Taiwan, according to statistics from the International Ramen Manufacturers Association, is the world's 12th largest instant noodle market, worth an annual NT$10 billion (US$300 million). This translates into an annual total of 900 million packs, or 40 per person.
This is where the instant noodle inventer Momofuku Ando (安藤百福) was from. The most popuplar flavors in Taiwan are the beef noodle soup and minced pork noodle.
- Uni-President (aka President or Tong-Yi, 統一) takes the largest market share of instant noodles in the country, and is a major player in the global instant noodle market.
Ramen and similar products are often criticized as being unhealthy or junk food. A single serving of instant noodles is high in carbohydrates but low in fiber, vitamins and minerals. Noodles are typically fried as part of the manufacturing process, resulting in high levels of saturated fat and/or trans fat. Additionally, if served in an instant broth, it typically contains monosodium glutamate (MSG) as well as a high amount of sodium, usually in excess of 60% the U.S. Recommended Dietary Allowance.
While many processed convenience foods leave much to be desired nutritionally, the particular concern over ramen is a response to its use as a dietary staple for many Americans. College students in particular consume large amounts of instant noodles; the wide availability, very low cost (often below 25¢), ease and speed of preparation, and portability of the product make it appealing to young adults with little money and/or time to spare.

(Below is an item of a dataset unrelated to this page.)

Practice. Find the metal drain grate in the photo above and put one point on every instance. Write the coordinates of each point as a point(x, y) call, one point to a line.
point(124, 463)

A popular college urban legend states that a student gave himself scurvy by living on nothing but ramen for an entire year.
The most recent controversy concerns dioxin and other hormone-like substances that could theoretically be extracted from the packaging and glues used to pack the instant noodles. As hot water is added, it was reasoned that harmful substances could seep into the soup. After a series of studies were conducted, various organizations requested changes in the packaging.
The idea of instant noodles can be traced back to the Chinese Qing Dynasty, when yimian noodles were deep-fried which allowed them to be stored for long periods and then prepared quickly. Similarly, "Chicken Thread Noodles" (deep-fried thin noodles served with boiling water and optionally an egg) were available in China and Taiwan since Qing Dynasty.
Modern instant noodles were invented in Japan by Taiwanese Japanese businessman Momofuku Ando (安藤百福), the founder of Nissin Foods, one of the biggest manufacturers of instant noodles today. His noodles were boiled with flavouring, deep-fried with palm oil to remove moisture, and dried into a noodle cake. Other preservation methods have been tried, including preservation with salt and smoke, but Ando concluded that palm oil is the most efficient.
In 1958, Nissin launched the world's first instant noodle product, Chikin Ramen (chicken-flavored instant ramen) in Osaka. Another milestone was reached in 1971 when Nissin introduced the Cup Noodle, instant noodles in a waterproof styrofoam container that could be used to cook the noodles. Further innovations include adding dried vegetables to the cup, creating a complete instant soup dish.
According to a Japanese poll in the year 2000, instant noodles were the most important Japanese invention of the century. Karaoke came second, with the compact disc only coming in fifth. As of 2002, approximately 65 billion servings of instant noodles are eaten worldwide every year.
Instant noodles are not only popular with college students, they can also be an economic indicator. In 2005, the Mama Noodles Index was launched to reflect the sales of Mama noodles, the biggest manufacturer in Thailand. The index was steady since the recovery from the East Asian financial crisis, but sales jumped by around 15% in first seven months in 2005 on year-to-year basis, which was regarded as a sign of recession. People could not afford more expensive foods, hence the increase in the purchase of ramen, as ramen is seen as an inferior good.